Adult Brains More Flexible Than Previously Thought
stemceller passed us a link to the official site for Johns Hopkins, which is reporting on some research into cognition. Generally, doctors have understood our best learning to be done at a young age, when the brain has a 'robust flexibility'. As we get older, our brain cells become 'hard-wired' along certain paths and don't move much - if at all. Or, at least, that was the understanding. Research headed by the hospital's Dr. Linden has taken advantage of 'two-photon microscopy', a new technique, to get a new picture inside a mouse's head. "They examined neurons that extend fibers (called axons) to send signals to a brain region called the cerebellum, which helps coordinate movements and sensory information. Like a growing tree, these axons have a primary trunk that runs upward and several smaller branches that sprout out to the sides. But while the main trunk was firmly connected to other target neurons in the cerebellum, stationary as adult axons are generally thought to be, 'the side branches swayed like kite tails in the wind,' says Linden. Over the course of a few hours, individual side branches would elongate, retract and morph in a highly dynamic fashion. These side branches also failed to make conventional connections, or synapses, with adjacent neurons. Furthermore, when a drug was given that produced strong electrical currents in the axons, the motion of the side branches stalled.'"
There's a branch of neural net studies that focuses on a technique called entropic topography. Essentially, it involves random evolution of just the fringes of a digital neural net. That is, much as this John-Hopkins study has found, a rigid core is kept. It is only the neural subnets branching off that undergo synthesis and morphing.
While there are various deterministic algorithms that are used to evolve neural nets, it's only recently that we've begun seeing randomness used. This has an added benefit of bringing in unexpected mutations, which really don't happen with the deterministic algorithms.
Some advances from the study of Lei topographies have also lead to breakthroughs recently, where some of the more complex, yet deterministic, algorithms have had entropic terms introduced in order to bring in an element of randomness. These neural nets are probably the closest to the human brain, as they introduce the random mutation that is so prevalent within the human species, while also following the constraints of this new-found core neural path.
I's true. After reading the article I had my old dog learn new tricks.
I agree. The other thing that people forget is that children often have access to vastly superior resources. Take for example the classic example of children learning languages easier than adults. When people point that out, they generally fail to notice that children tend to learn their language via total immersion and virtually everyone around them is happy to be a 24/7 personal tutor on the language. While most children can get by in their first language by 2 or 3 years only, they tend not to be what we would call fluent until 5 or 6. Give me a couple of full time language tutors and 5 years of total immersion with no need to remember my native tongue, and I will learn the new language too.
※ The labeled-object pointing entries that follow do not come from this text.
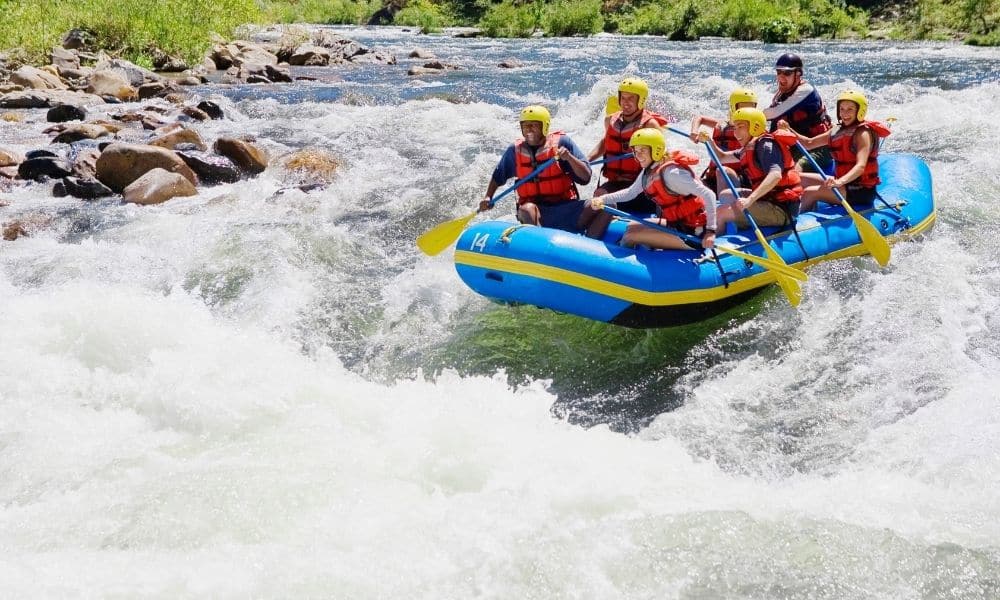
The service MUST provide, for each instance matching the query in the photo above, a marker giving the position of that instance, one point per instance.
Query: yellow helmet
(741, 95)
(652, 137)
(634, 85)
(536, 113)
(857, 98)
(754, 117)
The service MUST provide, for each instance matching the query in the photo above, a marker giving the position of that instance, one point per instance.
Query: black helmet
(788, 62)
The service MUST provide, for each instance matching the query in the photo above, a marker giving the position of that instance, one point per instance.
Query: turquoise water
(264, 394)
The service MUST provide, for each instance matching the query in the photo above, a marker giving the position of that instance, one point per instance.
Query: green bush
(428, 16)
(328, 12)
(676, 22)
(574, 17)
(506, 20)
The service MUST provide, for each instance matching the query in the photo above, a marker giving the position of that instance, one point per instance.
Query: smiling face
(532, 132)
(643, 154)
(741, 130)
(847, 112)
(788, 80)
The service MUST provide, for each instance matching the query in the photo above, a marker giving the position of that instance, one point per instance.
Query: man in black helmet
(799, 104)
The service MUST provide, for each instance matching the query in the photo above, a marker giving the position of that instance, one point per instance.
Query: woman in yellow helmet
(765, 161)
(618, 129)
(854, 146)
(682, 200)
(549, 198)
(723, 134)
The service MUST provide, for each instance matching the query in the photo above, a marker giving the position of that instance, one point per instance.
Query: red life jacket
(725, 138)
(616, 139)
(551, 186)
(684, 211)
(789, 187)
(846, 154)
(807, 117)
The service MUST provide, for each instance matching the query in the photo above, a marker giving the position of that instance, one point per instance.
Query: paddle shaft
(522, 181)
(544, 166)
(651, 225)
(758, 260)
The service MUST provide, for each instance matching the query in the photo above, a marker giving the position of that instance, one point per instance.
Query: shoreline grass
(135, 29)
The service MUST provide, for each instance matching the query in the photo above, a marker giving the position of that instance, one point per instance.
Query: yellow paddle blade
(791, 288)
(783, 269)
(874, 243)
(612, 106)
(435, 240)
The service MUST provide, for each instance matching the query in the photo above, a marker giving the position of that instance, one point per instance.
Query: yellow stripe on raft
(645, 297)
(607, 288)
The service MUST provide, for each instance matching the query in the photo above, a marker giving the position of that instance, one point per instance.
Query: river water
(267, 393)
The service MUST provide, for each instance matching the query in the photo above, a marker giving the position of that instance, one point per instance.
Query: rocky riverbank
(118, 130)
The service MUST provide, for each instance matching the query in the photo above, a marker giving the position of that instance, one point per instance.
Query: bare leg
(814, 193)
(594, 221)
(637, 234)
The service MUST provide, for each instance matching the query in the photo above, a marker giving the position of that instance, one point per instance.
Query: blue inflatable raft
(600, 280)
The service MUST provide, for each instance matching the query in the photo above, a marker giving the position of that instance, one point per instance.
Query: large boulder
(74, 132)
(9, 158)
(65, 112)
(211, 168)
(44, 167)
(158, 186)
(37, 79)
(85, 189)
(121, 164)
Granted, most of this comes back to lack of effort, but in most cases, the decision to not put forth the effort is very understandable. It doesn't mean that adults can't learn. It just means they're too busy, have too many distractions and demands on their time, are happy with their current methods, or are simply too damn tired.
And this is also one reason why it may be good for a person to change job now and then to not grow stale in one environment. It may be good to not change too often but if the job stops to develop a person it will result in that the person having the job will get bound to the job and unable to accept changes or the person will change job.
It's important for people to take on challenges now and then - even if failing it's a learning experience. If failing all the time - it's just meaning that this person is attempting things that always are too hard or that that particular person hasn't the ability to know his/her own limits.
If builders built buildings the way programmers wrote programs, then the first woodpecker would destroy civilization.